Six things to know about metro Atlanta’s rising jobless rate

The metro Atlanta unemployment rate rose from 5.1 percent to 5.3 percent last month as the economy took a modest stutter-step forward after the job losses in January, the state Labor Department reported this morning.

Despite stock market worries about global trouble siphoning off domestic growth, the economy of metro Atlanta – which hosts a large international trade – has not gone into a stall-out as feared.

Mike Belote, vice president and general manager at Peak 10, which provides information infrastructure said the company has grown to about 50 employees in Norcross and Alpharetta, about one-eighth its total workforce. There’s no reason to think the trajectory will change, he said.

“Atlanta is growing, Atlanta is hiring,” Belote said.

Metro Atlanta unemployment was 6.0 percent a year ago, the Labor Department said.

Here’s what is going on:

1. Employers were hiring. The economy added 7,700 jobs in February, not bad, but the month is usually a job-gainer and this was weaker than average. During the previous five Februarys, metro Atlanta gained an average of 16,100 jobs. The best February metro Atlanta ever had was 2011, when the economy added 35,000 jobs.

2. More of the unemployed found work. The jobless rate’s drift up to 5.3 percent reflects about 153,000 people in the region who are unemployed and searching for a job. That is down 16,000 from a year ago and it is down from more than a quarter of a million during the aftermath of the recession.

3. Hiring was concentrated in a few sectors: professional and business services, especially. But jobs were added in government, and health care and social assistance.

Job were lost in trade, transportation and warehousing and financial activities. Those losses reflect the worries on Wall Street about trade.

4. Employers laid off 35 percent fewer people than in January, a month of post-holiday cuts. February’s layoffs were about the same as February 2015.

5. But hey, it can be a mistake to get hung up on a single month. So have a look at the longer arc of the economy, which is also encouraging. During the past year, metro Atlanta has added 72,500 jobs.
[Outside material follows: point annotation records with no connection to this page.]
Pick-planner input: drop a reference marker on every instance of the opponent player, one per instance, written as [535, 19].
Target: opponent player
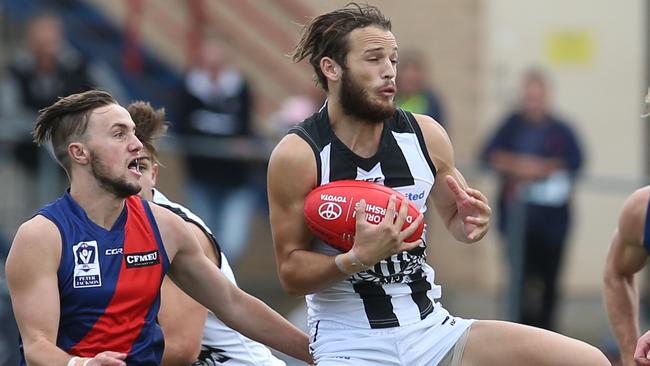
[85, 272]
[188, 334]
[376, 304]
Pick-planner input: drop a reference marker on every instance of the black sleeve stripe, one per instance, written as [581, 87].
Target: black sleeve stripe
[300, 131]
[185, 218]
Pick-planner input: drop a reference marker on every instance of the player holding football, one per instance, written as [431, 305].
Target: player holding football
[376, 304]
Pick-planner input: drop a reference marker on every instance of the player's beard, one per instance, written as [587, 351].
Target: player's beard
[356, 102]
[118, 186]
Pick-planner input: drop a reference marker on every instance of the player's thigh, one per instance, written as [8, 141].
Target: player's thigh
[500, 343]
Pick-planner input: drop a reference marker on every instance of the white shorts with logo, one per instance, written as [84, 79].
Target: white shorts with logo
[421, 344]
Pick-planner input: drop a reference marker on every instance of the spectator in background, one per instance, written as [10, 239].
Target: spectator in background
[40, 73]
[217, 106]
[292, 111]
[537, 154]
[413, 91]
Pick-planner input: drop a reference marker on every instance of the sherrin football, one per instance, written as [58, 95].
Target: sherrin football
[330, 210]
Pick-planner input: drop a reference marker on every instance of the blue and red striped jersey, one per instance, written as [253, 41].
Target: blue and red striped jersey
[109, 282]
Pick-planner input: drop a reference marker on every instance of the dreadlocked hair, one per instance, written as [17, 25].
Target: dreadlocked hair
[326, 35]
[150, 125]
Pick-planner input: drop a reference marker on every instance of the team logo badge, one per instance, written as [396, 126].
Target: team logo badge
[330, 210]
[86, 265]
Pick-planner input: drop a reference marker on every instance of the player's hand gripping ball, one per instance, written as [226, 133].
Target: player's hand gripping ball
[330, 210]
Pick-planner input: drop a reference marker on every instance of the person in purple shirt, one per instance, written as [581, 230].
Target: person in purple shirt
[537, 155]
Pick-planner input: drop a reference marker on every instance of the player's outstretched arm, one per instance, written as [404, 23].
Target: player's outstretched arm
[195, 274]
[626, 257]
[291, 176]
[31, 269]
[642, 351]
[182, 318]
[465, 210]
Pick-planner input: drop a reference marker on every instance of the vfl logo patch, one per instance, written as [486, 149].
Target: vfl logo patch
[135, 260]
[86, 265]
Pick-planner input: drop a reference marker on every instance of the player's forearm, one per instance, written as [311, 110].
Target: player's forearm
[179, 353]
[621, 299]
[258, 321]
[306, 272]
[42, 352]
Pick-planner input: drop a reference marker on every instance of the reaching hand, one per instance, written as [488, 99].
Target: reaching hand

That growth represents most of the jobs added in Georgia.

6. The unemployment rate only counts the labor force – people who are either working or looking for work. And the labor force has been growing.

That number plunged during and after the recession – so the job market was even worse than the unemployment rate indicated. But now, with the labor force number rising, that seems to mean that the hiring situation is better than then unemployment rate suggests.

And the labor force has finally grown enough to reach and surpass the 2008 peak.